Ainda de acordo com as informações divulgadas pela Ancine, os 10 filmes com as maiores bilheterias no país, no ano passado, eram estrangeiros, com a presença massiva de produções de Hollywood. Apenas dois filmes brasileiros conseguiram alcançar a marca de meio milhão de espectadores – Turma da Mônica: Lições e Tô Ryca 2. Para efeito de comparação, o filme Homem Aranha: Sem Volta para Casa, que ficou em 10º lugar no ranking de mais assistidos nos cinemas brasileiros, teve a bilheteria de público de quase 4 milhões de espectadores.
“O que acontece com o nosso audiovisual é o contrário do que acontece na música. Há bastante tempo no Brasil a gente consome mais música nacional do que música estrangeira. Os artistas nacionais têm um peso muito grande no Brasil e com o cinema ocorre o contrário. A gente consome muito cinema de fora e aprecia muito pouco o nosso. Eu não vejo amadurecimento do público, mas não por culpa do público, porque ele tem que ser formado e informado”, destaca Bob Villela, coordenador dos curso de Jornalismo e Publicidade, na Universidade Vale do Rio Doce (Univale).
Em 2022, no Brasil, 244 filmes nacionais foram exibidos nos cinemas contra 408 filmes estrangeiros. O volume das produções cinematográficas brasileiras também esbarra na concentração de salas de cinemas nas regiões sul e sudeste do país, com destaque para os estados do Rio de Janeiro e São Paulo. Com isso, de certa forma, o alcance dessas produções nacionais ainda têm dificuldade de chegar em um público maior.
Atualmente, os deputados federais analisam a prorrogação da Política Nacional de Cinema, a chamada “cota de tela”, que permanece em vigência até 5 de setembro deste ano. A cota de tela foi criada por meio de Medida Provisória. Na opinião do professor Bob Villela, além da participação do Poder Público em iniciativas que fomentem a cultura e a indústria cinematográfica, a popularização do cinema nacional carece de mais investimento em produções. “O que o Brasil precisa é ter mais produção de filmes. A gente produz sim, mas é preciso aumentar o volume desse tipo de conteúdo. Porque tendo mais produção nós vamos começar a formar um público, que a partir de um filme mais popular, ele também conheça outros estilos e outros gêneros. Nos Estados Unidos, na França, no Reino Unido e até mesmo na Argentina, o público de cinema consome tudo porque eles produzem muitos filmes. O padrão de busca do público pelo mainstream não muda muito na sociedade ocidental”, diz o professor.
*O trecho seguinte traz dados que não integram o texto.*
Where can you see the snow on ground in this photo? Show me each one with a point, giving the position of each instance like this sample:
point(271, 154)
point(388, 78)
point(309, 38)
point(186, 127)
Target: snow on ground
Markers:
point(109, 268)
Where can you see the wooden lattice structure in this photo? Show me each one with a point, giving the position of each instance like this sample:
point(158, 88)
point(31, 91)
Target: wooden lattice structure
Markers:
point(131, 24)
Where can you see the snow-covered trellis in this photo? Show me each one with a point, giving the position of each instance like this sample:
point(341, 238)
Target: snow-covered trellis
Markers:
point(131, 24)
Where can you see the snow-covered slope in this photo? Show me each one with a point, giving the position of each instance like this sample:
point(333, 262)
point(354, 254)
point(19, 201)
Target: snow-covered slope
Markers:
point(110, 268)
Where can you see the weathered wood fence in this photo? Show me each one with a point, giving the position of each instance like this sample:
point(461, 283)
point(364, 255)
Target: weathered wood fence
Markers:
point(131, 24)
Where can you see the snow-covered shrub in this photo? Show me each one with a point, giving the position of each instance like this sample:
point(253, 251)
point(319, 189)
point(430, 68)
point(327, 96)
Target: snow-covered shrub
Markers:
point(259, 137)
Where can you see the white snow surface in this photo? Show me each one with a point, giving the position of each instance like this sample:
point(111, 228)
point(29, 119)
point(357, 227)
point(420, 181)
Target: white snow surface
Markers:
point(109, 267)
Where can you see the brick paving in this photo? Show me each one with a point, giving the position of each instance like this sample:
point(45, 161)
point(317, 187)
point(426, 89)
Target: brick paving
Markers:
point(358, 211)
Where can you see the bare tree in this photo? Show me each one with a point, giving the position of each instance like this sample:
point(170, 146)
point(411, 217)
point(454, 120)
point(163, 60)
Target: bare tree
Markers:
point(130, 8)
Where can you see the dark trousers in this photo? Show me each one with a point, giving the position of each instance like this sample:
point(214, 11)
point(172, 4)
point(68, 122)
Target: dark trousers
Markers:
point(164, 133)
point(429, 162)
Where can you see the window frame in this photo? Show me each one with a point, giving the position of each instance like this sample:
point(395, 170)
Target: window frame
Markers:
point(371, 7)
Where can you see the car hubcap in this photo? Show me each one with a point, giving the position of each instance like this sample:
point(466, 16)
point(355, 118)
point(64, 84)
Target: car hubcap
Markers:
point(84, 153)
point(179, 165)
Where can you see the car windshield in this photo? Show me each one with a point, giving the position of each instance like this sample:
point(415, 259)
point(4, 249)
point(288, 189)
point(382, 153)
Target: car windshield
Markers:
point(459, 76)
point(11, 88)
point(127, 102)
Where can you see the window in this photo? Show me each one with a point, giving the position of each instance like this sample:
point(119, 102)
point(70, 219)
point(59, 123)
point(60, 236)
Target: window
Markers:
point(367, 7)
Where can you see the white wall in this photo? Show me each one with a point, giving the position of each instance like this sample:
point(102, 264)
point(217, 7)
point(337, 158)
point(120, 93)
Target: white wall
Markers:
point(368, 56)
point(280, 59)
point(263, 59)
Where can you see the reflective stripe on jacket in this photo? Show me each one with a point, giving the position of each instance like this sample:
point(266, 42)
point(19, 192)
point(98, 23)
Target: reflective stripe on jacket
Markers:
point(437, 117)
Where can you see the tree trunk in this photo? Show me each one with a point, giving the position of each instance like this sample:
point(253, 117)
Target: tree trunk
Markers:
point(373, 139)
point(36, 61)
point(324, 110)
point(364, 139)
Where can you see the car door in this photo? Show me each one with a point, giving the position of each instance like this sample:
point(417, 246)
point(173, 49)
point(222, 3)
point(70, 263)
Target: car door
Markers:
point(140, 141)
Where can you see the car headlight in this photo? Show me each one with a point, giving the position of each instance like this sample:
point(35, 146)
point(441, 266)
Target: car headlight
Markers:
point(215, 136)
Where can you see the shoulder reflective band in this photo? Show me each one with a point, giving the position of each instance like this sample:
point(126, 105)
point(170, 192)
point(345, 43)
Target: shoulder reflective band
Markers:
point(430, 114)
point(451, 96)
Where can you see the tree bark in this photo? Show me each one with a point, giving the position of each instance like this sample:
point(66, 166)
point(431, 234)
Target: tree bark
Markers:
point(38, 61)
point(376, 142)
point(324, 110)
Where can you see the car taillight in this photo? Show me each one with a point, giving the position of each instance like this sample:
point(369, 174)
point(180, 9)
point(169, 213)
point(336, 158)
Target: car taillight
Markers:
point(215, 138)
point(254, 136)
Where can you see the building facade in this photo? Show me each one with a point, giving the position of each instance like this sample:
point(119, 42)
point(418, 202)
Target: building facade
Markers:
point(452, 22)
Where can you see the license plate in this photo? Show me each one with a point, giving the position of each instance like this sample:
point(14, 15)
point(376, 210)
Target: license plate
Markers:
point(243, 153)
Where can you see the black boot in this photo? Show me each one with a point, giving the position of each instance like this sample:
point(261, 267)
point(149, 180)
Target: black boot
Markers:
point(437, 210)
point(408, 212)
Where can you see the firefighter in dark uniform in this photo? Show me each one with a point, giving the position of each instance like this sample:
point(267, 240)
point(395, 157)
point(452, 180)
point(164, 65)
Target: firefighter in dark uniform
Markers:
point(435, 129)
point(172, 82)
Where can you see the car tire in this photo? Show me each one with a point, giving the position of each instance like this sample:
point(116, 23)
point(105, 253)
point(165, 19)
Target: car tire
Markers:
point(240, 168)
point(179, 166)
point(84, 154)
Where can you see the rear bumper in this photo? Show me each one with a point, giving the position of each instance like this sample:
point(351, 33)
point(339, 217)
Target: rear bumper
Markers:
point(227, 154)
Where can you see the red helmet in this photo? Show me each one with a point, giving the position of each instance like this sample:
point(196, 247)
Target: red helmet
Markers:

Sobre o cenário da indústria cinematográfica brasileira, a conclusão da Ancine é sucinta e reflete a realidade das salas de cinema no país. “No caso dos filmes brasileiros, nota-se a ausência de um grande sucesso nacional com o impacto de ‘Minha mãe é uma peça 3’ – que teve uma ocupação maciça de salas e foi responsável por cerca de 98% do público total dos filmes brasileiros em 2020. Em 2023, espera-se que lançamentos mais diversos e em maior número atraiam o público para os cinemas, ampliando a receita das bilheterias”.
Pela análise do professor Bob Villela, os filmes estrangeiros têm o seu lugar e público no Brasil, mas também é necessário que os filmes nacionais ampliem ainda mais a presença nas salas de cinema. “A gente só consegue entender culturalmente a nossa condição como país, como povo, como sociedade, consumindo coisas que são genuinamente feitas por nós e para nós. E o cinema contribuiu para isso. A gente consumindo é que teremos uma posição esclarecida a respeito do que devemos fazer como ator na sociedade. Os filmes estrangeiros importantes para a gente entender a humanidade e a sociedade por um outro olhar, devem ser assistidos pelos brasileiros, mas a gente também precisa consumir e valorizar o nosso produto”.